I suppose that makes me a second-class citizen?
Boris Johnson was born in New York. "He wasn't born in this country" probably wasn't even on anybody's top-100 problems with Boris as Prime Minister.
While the rules of being a natural born citizen is more complicated if born outside of the US, you can generally become one if one of your parents is a US citizen.
I can’t help but think talks of denaturalization are more than just fringe.
Or perhaps the numbers are starkly different, and for the best?
1. Kaiser Permanente healthcare strike sidelined 28,000 workers. The strike ended on February 23rd.
2. The severe weather resulting in two major snow storms made it so that lots of businesses were simply closed for a few days. This meant they couldn’t be properly surveyed.
It still is not good, but the magnitude of how not good is worsened by specific one-time circumstances. Make of that what you will.
I can’t see the FT article but this one. Talks a bit about these circumstances: https://www.cnbc.com/2026/03/06/february-2026-jobs-report.ht...

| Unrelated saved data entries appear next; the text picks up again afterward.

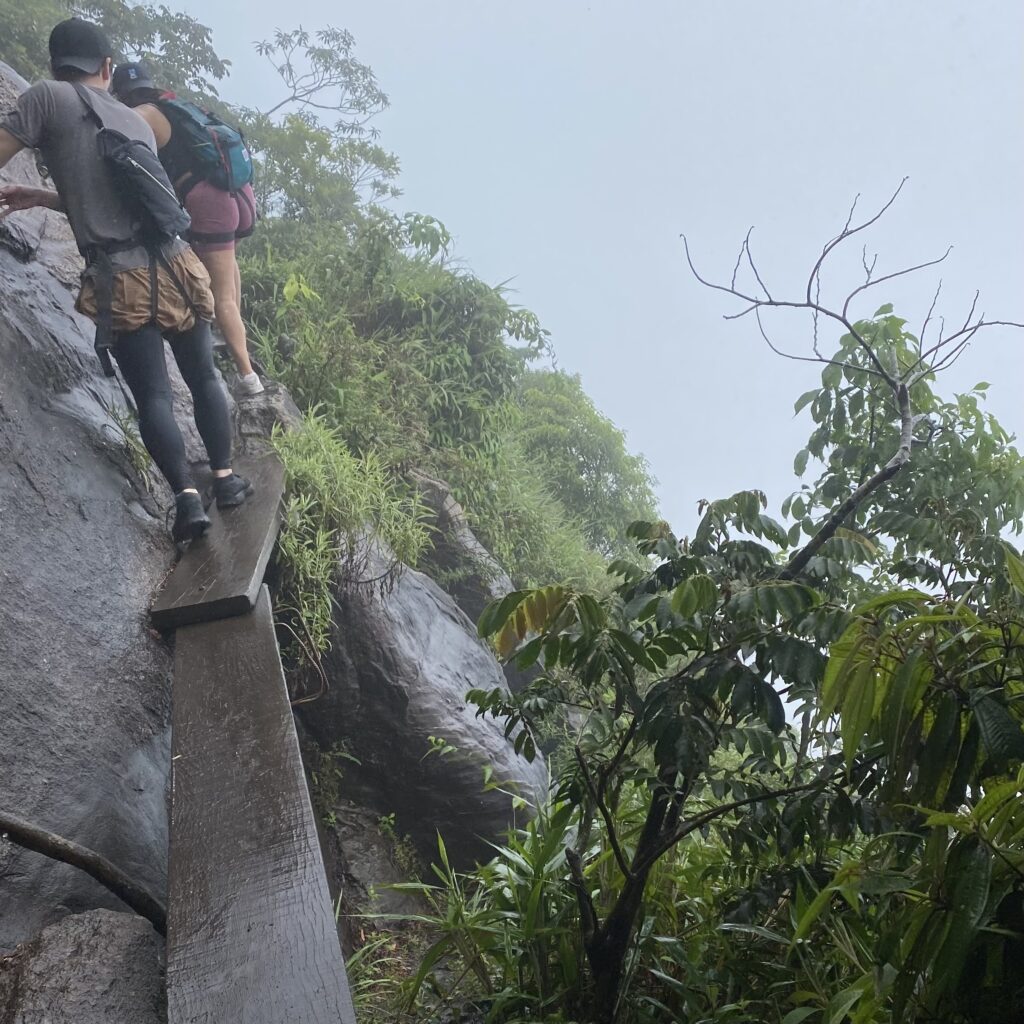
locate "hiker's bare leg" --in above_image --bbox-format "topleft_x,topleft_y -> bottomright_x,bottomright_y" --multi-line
200,247 -> 253,378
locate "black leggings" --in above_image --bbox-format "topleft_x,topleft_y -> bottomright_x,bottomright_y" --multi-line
113,320 -> 232,494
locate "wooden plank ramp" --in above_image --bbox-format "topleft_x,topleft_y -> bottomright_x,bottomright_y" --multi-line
151,453 -> 285,631
167,585 -> 356,1023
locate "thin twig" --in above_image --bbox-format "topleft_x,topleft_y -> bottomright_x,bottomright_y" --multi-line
841,247 -> 952,320
919,280 -> 943,353
805,178 -> 908,305
744,228 -> 773,301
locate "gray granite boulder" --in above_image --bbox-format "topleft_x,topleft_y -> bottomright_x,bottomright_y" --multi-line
0,910 -> 164,1023
300,541 -> 549,868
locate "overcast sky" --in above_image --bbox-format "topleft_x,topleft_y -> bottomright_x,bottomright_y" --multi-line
179,0 -> 1024,535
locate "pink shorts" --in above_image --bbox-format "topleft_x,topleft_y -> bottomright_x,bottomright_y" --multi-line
184,181 -> 256,254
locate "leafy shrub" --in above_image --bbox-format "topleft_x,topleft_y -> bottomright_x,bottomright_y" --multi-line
271,412 -> 428,664
244,217 -> 653,594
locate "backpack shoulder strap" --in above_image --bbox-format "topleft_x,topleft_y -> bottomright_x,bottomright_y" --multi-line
71,83 -> 104,128
159,97 -> 231,130
157,97 -> 204,121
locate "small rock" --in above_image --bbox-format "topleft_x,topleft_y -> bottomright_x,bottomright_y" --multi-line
0,910 -> 165,1023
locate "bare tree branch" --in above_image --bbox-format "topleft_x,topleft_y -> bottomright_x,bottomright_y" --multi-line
753,308 -> 888,380
683,184 -> 1024,585
0,810 -> 166,934
805,178 -> 908,304
682,233 -> 899,388
907,317 -> 1024,385
841,247 -> 952,320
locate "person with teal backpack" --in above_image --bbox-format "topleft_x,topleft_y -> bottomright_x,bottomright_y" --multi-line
113,61 -> 265,395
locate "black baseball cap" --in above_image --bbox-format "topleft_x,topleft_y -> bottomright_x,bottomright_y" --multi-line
49,18 -> 113,75
112,61 -> 156,100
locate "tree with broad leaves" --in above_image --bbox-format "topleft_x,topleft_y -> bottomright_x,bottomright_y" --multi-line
466,186 -> 1024,1022
514,369 -> 659,561
0,0 -> 228,96
0,3 -> 399,219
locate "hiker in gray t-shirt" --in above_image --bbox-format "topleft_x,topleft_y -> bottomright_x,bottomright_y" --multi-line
0,18 -> 254,543
3,76 -> 157,260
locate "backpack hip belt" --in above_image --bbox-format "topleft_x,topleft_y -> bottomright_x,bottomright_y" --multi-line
84,241 -> 202,377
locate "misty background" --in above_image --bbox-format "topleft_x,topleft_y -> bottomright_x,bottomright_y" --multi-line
179,0 -> 1024,533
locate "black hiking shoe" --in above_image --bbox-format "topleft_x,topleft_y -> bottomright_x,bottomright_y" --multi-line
213,473 -> 254,509
172,491 -> 211,544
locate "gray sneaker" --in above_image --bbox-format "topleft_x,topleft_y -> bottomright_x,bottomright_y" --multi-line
237,371 -> 265,396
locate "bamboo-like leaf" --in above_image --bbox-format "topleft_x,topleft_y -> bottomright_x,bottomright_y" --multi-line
822,623 -> 870,719
793,882 -> 835,943
840,661 -> 876,768
972,779 -> 1022,824
931,839 -> 992,996
478,590 -> 529,638
781,1009 -> 818,1024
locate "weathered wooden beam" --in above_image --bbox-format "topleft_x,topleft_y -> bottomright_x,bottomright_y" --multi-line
150,454 -> 285,631
167,586 -> 356,1024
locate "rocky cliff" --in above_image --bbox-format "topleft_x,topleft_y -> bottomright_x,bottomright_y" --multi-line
0,61 -> 544,1018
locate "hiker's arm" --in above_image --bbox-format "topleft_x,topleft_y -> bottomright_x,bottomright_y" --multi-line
0,183 -> 63,218
0,128 -> 61,218
134,103 -> 172,149
0,127 -> 24,170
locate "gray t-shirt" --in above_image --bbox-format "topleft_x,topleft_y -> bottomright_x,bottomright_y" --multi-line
2,80 -> 159,266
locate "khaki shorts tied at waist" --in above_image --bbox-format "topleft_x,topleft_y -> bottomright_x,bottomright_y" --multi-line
76,246 -> 216,334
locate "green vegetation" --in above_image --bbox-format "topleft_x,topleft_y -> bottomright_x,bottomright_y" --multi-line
516,370 -> 657,560
241,211 -> 622,595
100,399 -> 154,493
270,414 -> 429,664
0,0 -> 228,94
434,297 -> 1024,1022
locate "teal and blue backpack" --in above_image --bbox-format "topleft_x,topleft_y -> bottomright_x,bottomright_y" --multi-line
157,98 -> 254,194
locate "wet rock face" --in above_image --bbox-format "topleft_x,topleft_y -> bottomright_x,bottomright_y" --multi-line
0,910 -> 165,1023
301,542 -> 548,868
0,63 -> 283,954
0,63 -> 174,953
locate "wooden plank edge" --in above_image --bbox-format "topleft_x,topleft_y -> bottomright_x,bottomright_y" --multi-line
151,500 -> 282,631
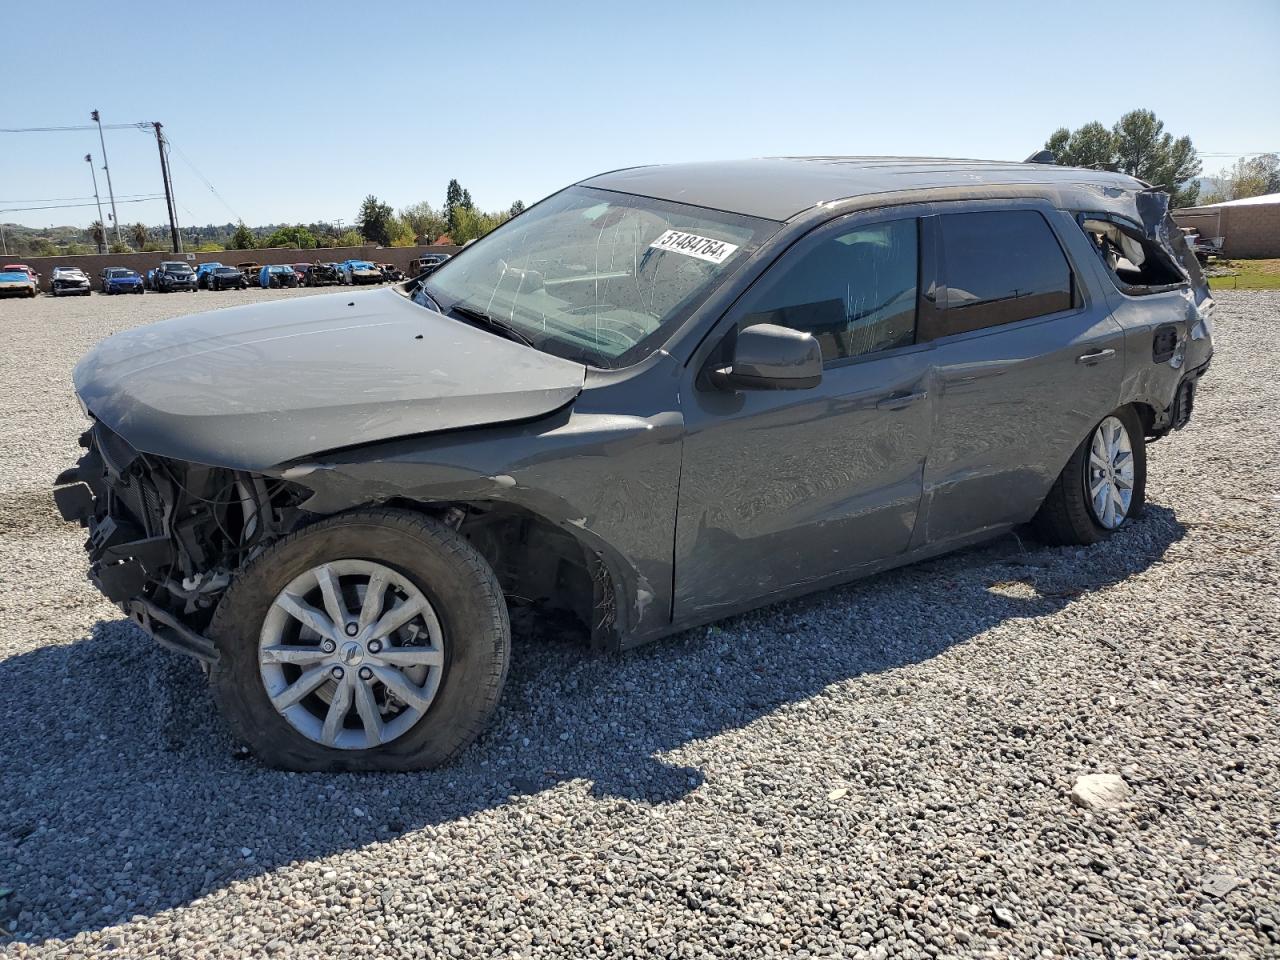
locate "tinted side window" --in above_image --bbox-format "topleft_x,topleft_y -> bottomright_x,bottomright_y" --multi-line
739,218 -> 918,362
934,210 -> 1073,337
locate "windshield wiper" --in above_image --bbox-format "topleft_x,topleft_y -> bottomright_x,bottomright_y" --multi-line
449,303 -> 536,348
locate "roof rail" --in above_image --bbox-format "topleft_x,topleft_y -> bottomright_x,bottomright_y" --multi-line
1024,150 -> 1056,165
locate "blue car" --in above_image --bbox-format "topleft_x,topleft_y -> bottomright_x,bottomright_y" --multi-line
194,262 -> 225,289
101,267 -> 145,295
258,264 -> 299,289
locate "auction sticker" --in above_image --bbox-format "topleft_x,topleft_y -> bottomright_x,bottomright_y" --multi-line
649,230 -> 739,264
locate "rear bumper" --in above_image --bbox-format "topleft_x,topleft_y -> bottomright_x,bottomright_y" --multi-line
1171,357 -> 1210,431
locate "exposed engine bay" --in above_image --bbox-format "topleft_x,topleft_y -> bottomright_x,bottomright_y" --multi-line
54,420 -> 310,660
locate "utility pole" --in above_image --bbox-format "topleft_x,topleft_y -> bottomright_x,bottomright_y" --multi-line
0,221 -> 7,257
84,153 -> 107,253
152,122 -> 182,253
90,110 -> 123,246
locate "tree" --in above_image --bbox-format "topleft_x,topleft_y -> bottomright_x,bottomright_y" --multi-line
262,225 -> 318,249
444,179 -> 474,237
88,220 -> 105,252
228,221 -> 256,250
450,205 -> 511,244
388,216 -> 417,247
335,229 -> 364,248
1111,109 -> 1201,207
1044,122 -> 1115,169
399,201 -> 448,243
357,194 -> 394,246
1207,153 -> 1280,203
130,222 -> 149,251
1045,109 -> 1201,206
509,200 -> 526,217
108,240 -> 131,254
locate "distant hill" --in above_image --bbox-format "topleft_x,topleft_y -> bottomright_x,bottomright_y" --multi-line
1,220 -> 344,259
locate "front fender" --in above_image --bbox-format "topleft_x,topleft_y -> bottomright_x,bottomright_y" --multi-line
278,404 -> 685,643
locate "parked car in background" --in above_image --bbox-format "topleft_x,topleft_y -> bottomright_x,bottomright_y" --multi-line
302,262 -> 340,286
291,263 -> 311,285
50,266 -> 92,297
154,261 -> 198,292
208,266 -> 248,291
0,266 -> 37,298
339,259 -> 382,285
409,253 -> 450,275
259,264 -> 300,289
378,263 -> 406,282
195,262 -> 226,289
236,262 -> 261,286
5,263 -> 40,288
101,267 -> 145,295
54,156 -> 1214,772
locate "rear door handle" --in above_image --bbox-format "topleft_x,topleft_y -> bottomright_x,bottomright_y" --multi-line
1076,348 -> 1116,365
876,390 -> 928,411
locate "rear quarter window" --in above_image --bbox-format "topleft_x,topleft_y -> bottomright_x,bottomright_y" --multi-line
926,210 -> 1074,338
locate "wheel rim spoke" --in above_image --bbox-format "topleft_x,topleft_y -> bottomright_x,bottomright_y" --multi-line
271,666 -> 330,710
260,644 -> 329,665
320,677 -> 353,746
352,678 -> 385,747
368,596 -> 426,641
275,592 -> 338,641
371,665 -> 431,709
357,570 -> 389,631
377,646 -> 445,668
314,564 -> 349,630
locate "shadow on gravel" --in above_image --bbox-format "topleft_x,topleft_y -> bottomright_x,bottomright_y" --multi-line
0,507 -> 1185,944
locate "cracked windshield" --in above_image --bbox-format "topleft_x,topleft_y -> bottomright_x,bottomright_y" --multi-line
416,186 -> 775,367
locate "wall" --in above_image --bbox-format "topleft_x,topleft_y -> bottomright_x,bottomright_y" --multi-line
1173,204 -> 1280,259
3,245 -> 460,291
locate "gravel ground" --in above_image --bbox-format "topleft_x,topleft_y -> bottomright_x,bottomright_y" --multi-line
0,289 -> 1276,959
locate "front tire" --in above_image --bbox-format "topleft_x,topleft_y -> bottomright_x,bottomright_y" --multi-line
1032,405 -> 1146,545
209,508 -> 510,772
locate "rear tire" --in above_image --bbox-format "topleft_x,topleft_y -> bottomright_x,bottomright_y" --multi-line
1032,405 -> 1146,546
209,508 -> 510,772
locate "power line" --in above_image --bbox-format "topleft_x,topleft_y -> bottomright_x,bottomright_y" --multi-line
0,123 -> 149,133
0,196 -> 165,214
162,133 -> 242,222
0,193 -> 160,204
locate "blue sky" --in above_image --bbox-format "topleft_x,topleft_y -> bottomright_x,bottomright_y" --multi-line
3,0 -> 1278,231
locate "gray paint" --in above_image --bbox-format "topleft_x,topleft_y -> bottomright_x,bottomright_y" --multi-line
583,156 -> 1143,221
66,158 -> 1214,650
75,288 -> 586,471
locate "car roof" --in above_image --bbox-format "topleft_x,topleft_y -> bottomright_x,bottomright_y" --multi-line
580,156 -> 1144,221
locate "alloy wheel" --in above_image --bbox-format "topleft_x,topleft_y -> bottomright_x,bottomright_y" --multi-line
258,559 -> 446,750
1085,415 -> 1135,529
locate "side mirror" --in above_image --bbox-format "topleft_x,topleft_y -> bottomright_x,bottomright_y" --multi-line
709,323 -> 823,391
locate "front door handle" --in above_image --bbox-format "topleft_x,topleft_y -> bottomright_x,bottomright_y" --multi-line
1076,348 -> 1116,365
876,390 -> 928,411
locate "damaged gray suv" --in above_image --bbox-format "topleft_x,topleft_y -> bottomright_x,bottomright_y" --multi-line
56,157 -> 1214,770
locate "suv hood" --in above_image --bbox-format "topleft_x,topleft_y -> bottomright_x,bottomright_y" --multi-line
74,288 -> 586,471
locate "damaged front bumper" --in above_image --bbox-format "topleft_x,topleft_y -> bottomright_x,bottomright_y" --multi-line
54,418 -> 308,663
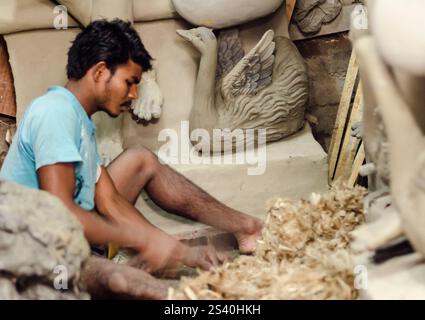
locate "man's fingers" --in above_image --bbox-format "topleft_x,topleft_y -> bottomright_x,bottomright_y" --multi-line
206,249 -> 219,267
199,259 -> 213,271
128,255 -> 146,269
142,264 -> 153,273
217,251 -> 229,263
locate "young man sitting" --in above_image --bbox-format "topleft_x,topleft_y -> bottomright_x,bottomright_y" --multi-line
0,19 -> 263,299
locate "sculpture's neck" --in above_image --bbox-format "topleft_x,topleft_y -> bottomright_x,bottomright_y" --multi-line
190,47 -> 218,131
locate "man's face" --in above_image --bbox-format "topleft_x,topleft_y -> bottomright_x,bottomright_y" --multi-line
99,59 -> 142,118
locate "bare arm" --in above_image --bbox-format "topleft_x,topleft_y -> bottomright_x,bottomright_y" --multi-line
93,166 -> 190,270
94,166 -> 155,228
37,163 -> 148,248
94,168 -> 227,271
37,163 -> 222,271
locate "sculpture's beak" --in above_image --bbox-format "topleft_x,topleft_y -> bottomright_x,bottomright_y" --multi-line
176,29 -> 192,41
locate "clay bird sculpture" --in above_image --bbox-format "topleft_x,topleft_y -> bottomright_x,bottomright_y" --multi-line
176,27 -> 308,153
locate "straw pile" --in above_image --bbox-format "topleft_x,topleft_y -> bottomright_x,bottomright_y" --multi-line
168,183 -> 366,300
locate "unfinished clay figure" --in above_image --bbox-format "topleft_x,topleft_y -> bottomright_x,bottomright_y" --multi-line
131,69 -> 163,121
177,27 -> 308,152
350,0 -> 425,255
293,0 -> 343,35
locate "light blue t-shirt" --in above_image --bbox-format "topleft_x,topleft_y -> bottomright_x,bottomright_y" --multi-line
0,86 -> 102,210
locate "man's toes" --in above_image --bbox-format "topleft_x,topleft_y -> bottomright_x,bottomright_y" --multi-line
237,236 -> 258,254
217,251 -> 229,263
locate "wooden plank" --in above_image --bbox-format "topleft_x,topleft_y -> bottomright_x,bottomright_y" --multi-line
328,50 -> 358,183
348,142 -> 365,187
108,243 -> 119,260
286,0 -> 297,22
333,83 -> 364,182
0,36 -> 16,117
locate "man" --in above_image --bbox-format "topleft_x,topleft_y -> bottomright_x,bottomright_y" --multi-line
0,19 -> 262,298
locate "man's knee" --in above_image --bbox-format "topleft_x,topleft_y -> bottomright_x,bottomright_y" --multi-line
128,146 -> 160,177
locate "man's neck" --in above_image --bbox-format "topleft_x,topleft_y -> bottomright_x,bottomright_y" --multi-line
65,80 -> 98,117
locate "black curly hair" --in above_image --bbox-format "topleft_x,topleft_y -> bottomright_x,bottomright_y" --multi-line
66,19 -> 152,80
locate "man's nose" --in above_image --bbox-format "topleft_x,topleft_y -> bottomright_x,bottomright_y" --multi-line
128,83 -> 138,100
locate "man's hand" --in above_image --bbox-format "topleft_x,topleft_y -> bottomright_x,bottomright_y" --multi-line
127,234 -> 183,273
38,164 -> 227,274
129,242 -> 227,273
181,245 -> 228,271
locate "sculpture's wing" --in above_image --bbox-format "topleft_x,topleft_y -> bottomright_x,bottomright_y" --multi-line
221,30 -> 275,99
216,28 -> 245,79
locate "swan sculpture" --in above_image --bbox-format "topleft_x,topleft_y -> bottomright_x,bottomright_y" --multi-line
176,27 -> 309,152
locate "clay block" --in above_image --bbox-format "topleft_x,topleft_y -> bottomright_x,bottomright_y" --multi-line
0,181 -> 90,299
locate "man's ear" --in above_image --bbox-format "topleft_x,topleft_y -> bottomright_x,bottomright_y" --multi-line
92,61 -> 109,82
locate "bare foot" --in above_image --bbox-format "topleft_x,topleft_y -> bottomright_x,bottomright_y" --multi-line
82,256 -> 169,300
235,218 -> 264,254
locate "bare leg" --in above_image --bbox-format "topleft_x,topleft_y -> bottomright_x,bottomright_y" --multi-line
81,256 -> 170,300
107,146 -> 263,253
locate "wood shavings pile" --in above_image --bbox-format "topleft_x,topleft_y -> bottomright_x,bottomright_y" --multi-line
168,184 -> 366,300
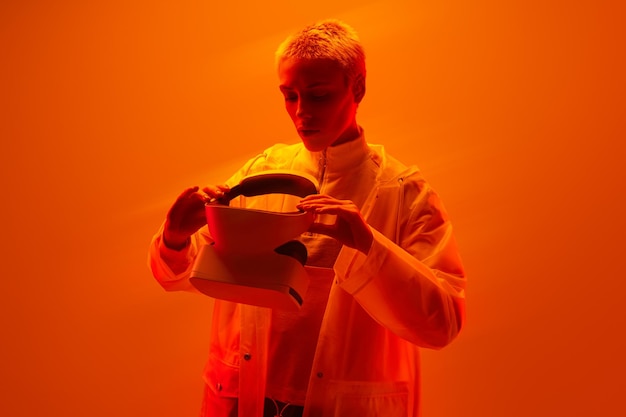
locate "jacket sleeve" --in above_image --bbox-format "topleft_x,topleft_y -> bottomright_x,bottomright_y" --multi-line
333,180 -> 466,349
147,223 -> 209,293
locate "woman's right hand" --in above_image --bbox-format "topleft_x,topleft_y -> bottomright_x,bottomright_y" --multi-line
162,184 -> 230,250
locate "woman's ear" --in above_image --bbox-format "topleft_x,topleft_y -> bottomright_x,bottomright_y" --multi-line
352,73 -> 366,104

Not sure why this source was used. There are plenty of other sources that are more accessible/available (that are already shared and discussed here).
US economy unexpectedly sheds 92k jobs in February (bbc.com)
524 points | 23 hours ago | 733 comments
There's also a stagnation of salaries relative to inflation and a slow hiring market that has people locked into a job when they'd like to find something better. The K-shaped recoveries have people slipping out of the middle class. Combine with housing increasing faster than inflation, future generations having a lower quality of life than their parents.
The wealthy are doing what they can to try to direct the narrative elsewhere, by controlling media sources, blaming immigrants, blaming China, and blaming the government. But we really have far too much wealth concentration to be sustainable, not unlike the ending of a game of monopoly. If a more stable solution isn't found soon, I fear things will get much worse than they already are.
No job means no healthcare or reduced coverage for many people for example, so it is a bigger deal to have unemployment.
Which means a Finnish or Spanish level unemployment would be much more catastrophic, however anyone expecting the demise of USA will have to keep waiting as the country is very rich and developed and as a result they will re-group and be fine - eventually.
"gold standard"... according to whom? Economists? Internet commentators? White nationalists?
HN being a tech forum that now increasingly skews East and Midwest (heck, it's not even 7am yet in the West, but look at the degree of engagement on here) means most HNers are impacted by a slowdown in tech hiring, which exacerbates the sense of pessimism.
And tbf, if you aren't working in a tech hub like the Bay or NYC, you are going to be screwed if you are laid off - employers increasingly restrict remote work to those employees who have proven internal track records, and inshoring hubs like in RTP, Denver, Atlanta, etc are on the chopping block.
That being said, over my lifetime I've heard many TV talking heads, people I assume are much more well informed than me, claim that presidents don't really have that much to do with the state of the economy, despite the levers they pull, and it's all a matter of timing whether they reap the benefits of a good economy or get pummelled for a bad economy. That doesn't stop them from taking credit when things are good (or pretending that things are great with things are actually pretty meh).